All the while, the gap between rich and poor widens all the more.

It has bred a whole class of single parents that have learnt it is possible to keep reproducing to keep receiving payments - thereby setting up their children inside the welfare cycle themselves.

It's brutal to acknowledge, but it's not difficult to find examples.

And it's not even a question of ambition. I myself do not want to be famous, or rich, or even wealthy. It just shouldn't be too much of an ask to want to live comfortably and to have a sense of belonging and acceptance, which after several years of job seeking, is becoming quite distant on the horizon.

Granted, the government itself has said it feels the current rate of payment of Newstart encourages people to go out and look for work; since it's already a pittance, surely it must motivate people to go out and find a job?

Not entirely.

While Newstart is a lowly payment, it can also represent a stable payment, perhaps even more stable than a low income job - this sets up an insidious welfare trap, where work seems either impossible obtain, or the net financial gain is minimal once one is earning a taxable income.

Also, you might just plumb give up after a run of unsuccessfully executed job interviews.

Charity groups have also noted it's not so much the unemployed facing being booted out of where they live, or not having enough to eat, it's the working poor, who are burning the candle at both ends.

Some of them might have a mortgage to pay, for instance, and face losing the bank's house.

They probably might even harbour feelings of jealousy towards Johnny Dole Payment who has their rent subsidised, along with healthcare, and all the other fabulous trimmings provided to by Her Majesty.

Of course, I jest.

Unemployment benefits are supposed to be a 'safety net', not a means of supporting oneself. But combined with parenting payments and baby bonuses, it quickly becomes an attractive option.

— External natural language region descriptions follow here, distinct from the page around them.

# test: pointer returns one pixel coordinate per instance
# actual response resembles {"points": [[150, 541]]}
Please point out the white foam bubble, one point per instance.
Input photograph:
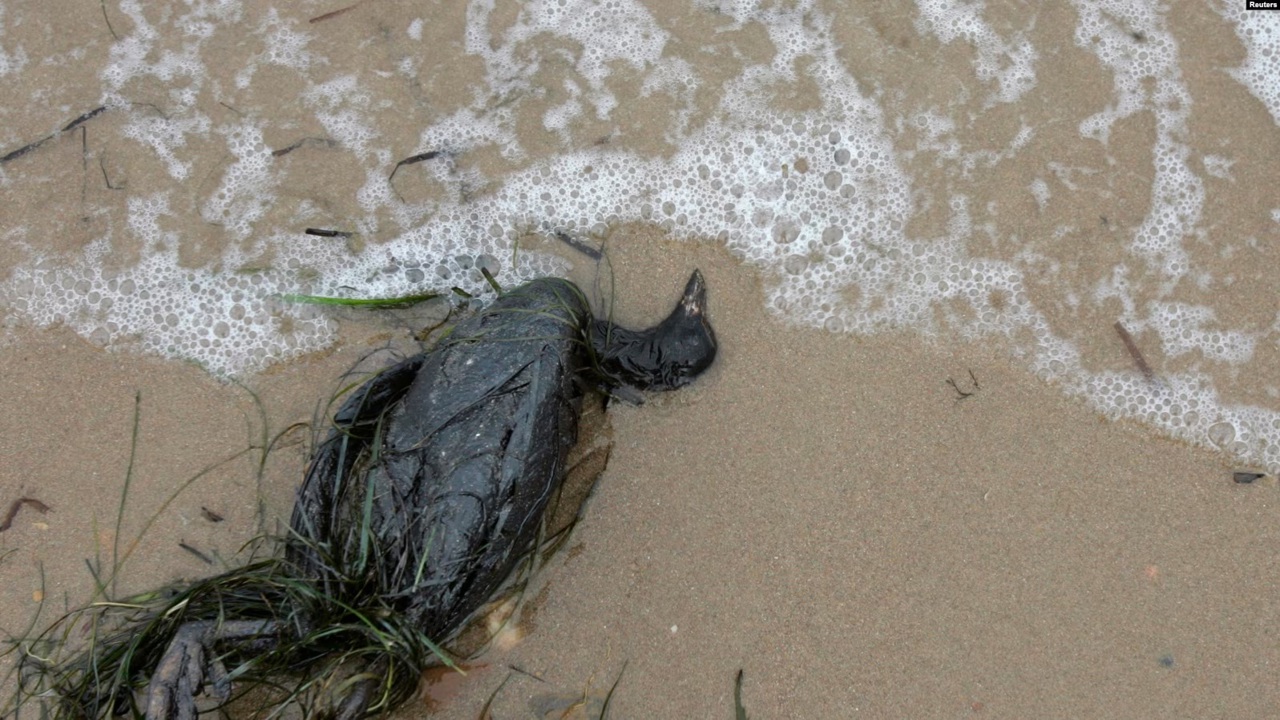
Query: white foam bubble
{"points": [[1260, 32], [1010, 64]]}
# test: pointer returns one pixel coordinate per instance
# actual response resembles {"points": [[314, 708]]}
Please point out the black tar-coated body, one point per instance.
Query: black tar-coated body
{"points": [[470, 442], [430, 487]]}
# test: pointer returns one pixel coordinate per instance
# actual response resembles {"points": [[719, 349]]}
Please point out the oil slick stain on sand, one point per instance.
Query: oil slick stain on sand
{"points": [[1031, 174]]}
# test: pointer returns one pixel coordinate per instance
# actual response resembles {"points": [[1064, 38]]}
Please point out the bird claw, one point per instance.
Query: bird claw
{"points": [[190, 664]]}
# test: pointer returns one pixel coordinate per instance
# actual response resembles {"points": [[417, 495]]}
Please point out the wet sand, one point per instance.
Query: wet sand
{"points": [[827, 514]]}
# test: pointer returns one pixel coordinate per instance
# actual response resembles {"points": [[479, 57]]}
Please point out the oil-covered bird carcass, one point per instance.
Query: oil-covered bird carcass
{"points": [[426, 495]]}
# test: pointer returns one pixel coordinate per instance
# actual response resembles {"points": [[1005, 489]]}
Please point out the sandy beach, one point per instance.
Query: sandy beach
{"points": [[910, 523]]}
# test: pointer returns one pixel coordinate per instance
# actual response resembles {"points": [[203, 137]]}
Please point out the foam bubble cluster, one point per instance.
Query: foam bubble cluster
{"points": [[819, 197]]}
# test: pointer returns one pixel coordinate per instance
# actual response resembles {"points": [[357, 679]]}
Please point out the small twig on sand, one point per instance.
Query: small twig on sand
{"points": [[69, 127], [1134, 352], [336, 13], [18, 505]]}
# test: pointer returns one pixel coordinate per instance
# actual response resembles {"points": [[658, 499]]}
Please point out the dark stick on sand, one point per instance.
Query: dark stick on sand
{"points": [[18, 505], [71, 126], [1134, 352], [336, 13], [321, 232], [419, 158]]}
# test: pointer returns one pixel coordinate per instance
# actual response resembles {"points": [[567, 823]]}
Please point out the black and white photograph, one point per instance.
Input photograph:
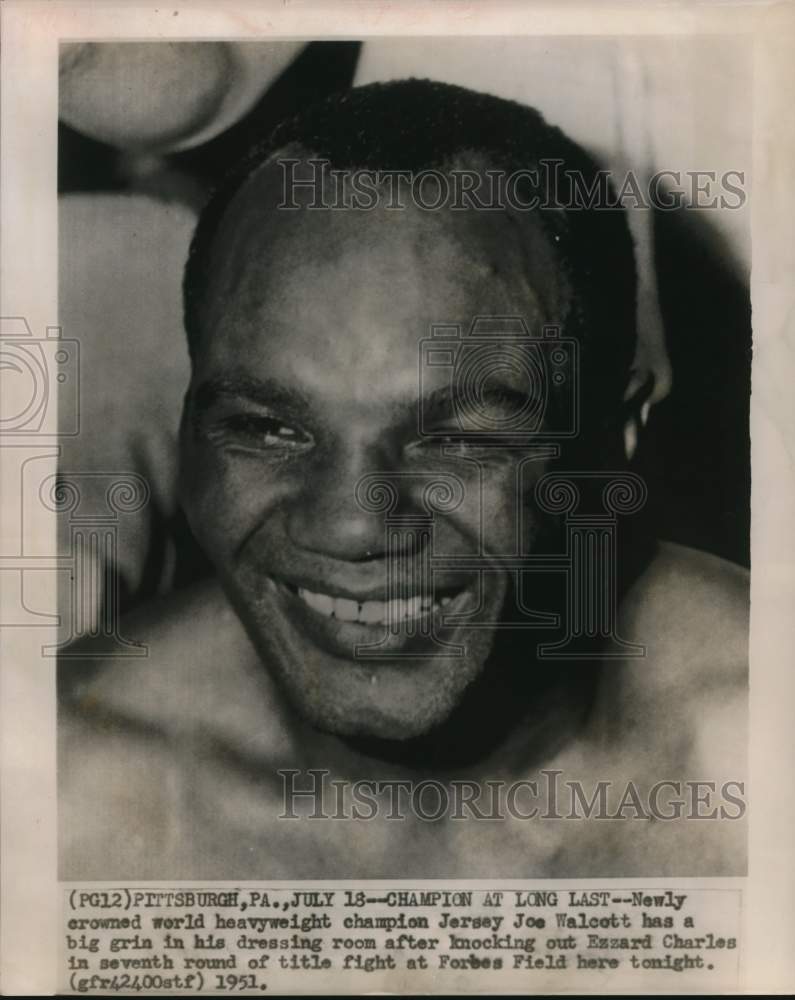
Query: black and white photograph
{"points": [[443, 566], [400, 492]]}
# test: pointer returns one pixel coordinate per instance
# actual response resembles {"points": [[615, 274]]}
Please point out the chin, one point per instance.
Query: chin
{"points": [[402, 696], [377, 699]]}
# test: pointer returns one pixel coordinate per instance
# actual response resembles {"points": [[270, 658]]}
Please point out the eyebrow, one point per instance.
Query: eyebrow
{"points": [[262, 391], [449, 399]]}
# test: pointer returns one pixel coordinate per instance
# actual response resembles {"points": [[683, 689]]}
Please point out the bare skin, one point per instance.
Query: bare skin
{"points": [[304, 380], [168, 764]]}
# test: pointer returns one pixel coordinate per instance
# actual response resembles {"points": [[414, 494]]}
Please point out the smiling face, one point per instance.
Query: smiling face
{"points": [[305, 380]]}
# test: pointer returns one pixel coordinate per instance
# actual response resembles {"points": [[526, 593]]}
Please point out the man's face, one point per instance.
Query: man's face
{"points": [[307, 380]]}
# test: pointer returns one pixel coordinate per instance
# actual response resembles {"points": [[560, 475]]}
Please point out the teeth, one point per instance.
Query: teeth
{"points": [[371, 612]]}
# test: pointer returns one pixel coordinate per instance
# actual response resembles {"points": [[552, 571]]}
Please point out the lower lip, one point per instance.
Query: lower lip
{"points": [[340, 638]]}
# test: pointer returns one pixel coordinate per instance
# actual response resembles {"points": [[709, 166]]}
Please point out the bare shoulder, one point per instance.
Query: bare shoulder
{"points": [[691, 611], [138, 735], [684, 704]]}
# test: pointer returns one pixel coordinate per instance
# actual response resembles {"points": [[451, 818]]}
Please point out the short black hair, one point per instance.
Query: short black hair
{"points": [[416, 125]]}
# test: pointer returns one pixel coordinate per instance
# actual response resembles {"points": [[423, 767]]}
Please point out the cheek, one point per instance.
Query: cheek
{"points": [[226, 498], [499, 509]]}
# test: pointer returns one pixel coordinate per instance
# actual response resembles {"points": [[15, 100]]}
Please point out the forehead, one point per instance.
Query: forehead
{"points": [[352, 289]]}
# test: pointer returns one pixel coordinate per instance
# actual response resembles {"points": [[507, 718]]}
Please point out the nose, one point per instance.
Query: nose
{"points": [[326, 517]]}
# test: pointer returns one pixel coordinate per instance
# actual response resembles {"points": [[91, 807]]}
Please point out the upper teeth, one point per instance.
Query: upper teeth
{"points": [[370, 612]]}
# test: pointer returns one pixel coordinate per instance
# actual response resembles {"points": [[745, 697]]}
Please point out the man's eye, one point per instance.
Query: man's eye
{"points": [[254, 431]]}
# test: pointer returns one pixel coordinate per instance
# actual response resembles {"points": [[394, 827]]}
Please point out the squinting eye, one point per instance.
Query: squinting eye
{"points": [[254, 431]]}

But I'm not going to go into welfare recipient bashing - that would be quite hypocritical, and unlike perhaps the approach of the far right, where we would send them all down Gina Rinehart's mines with a hammer and chisel, there must be a better way to approach the issue.

Also, make no bones about it, since the former Howard government privatised the job seeking industry, we've had all sorts of private interests actually profit from the unemployed, such as Max Employment, which is a wholly owned subsidiary of an American company.

So chin up, dole bludgers. Your unemployment might actually be keeping someone within either the job seeker space or within Centrelink itself employed - that's +1 for irony.

But I digress.

Any lifting of unemployment benefits would probably merely be a form of short term economic stimulus.

Poorer people are most likely to spend any extra spare cash immediately - hence why government stimulus payments, such as the carbon tax 'compensation' find their way to the low income demographic.

It would only be a guess, but if by some act of fate that our economy does begin to tank, and retail and mining jobs go, there would probably only then be a case to lift the rate of Newstart - there would be more unemployed, but they would also have slightly more spending power that would be beneficial to the retail sector.

Only if it were beneficial to the wider economy would it be lifted.

If either side of politics was serious about everyone having work and participating in society, then there would be no need for an unemployment payment - it would be null and void.

Government programs for the unemployed might help, but unless an employer is actually willing to give them a job, then they will remain on that payment indefinitely.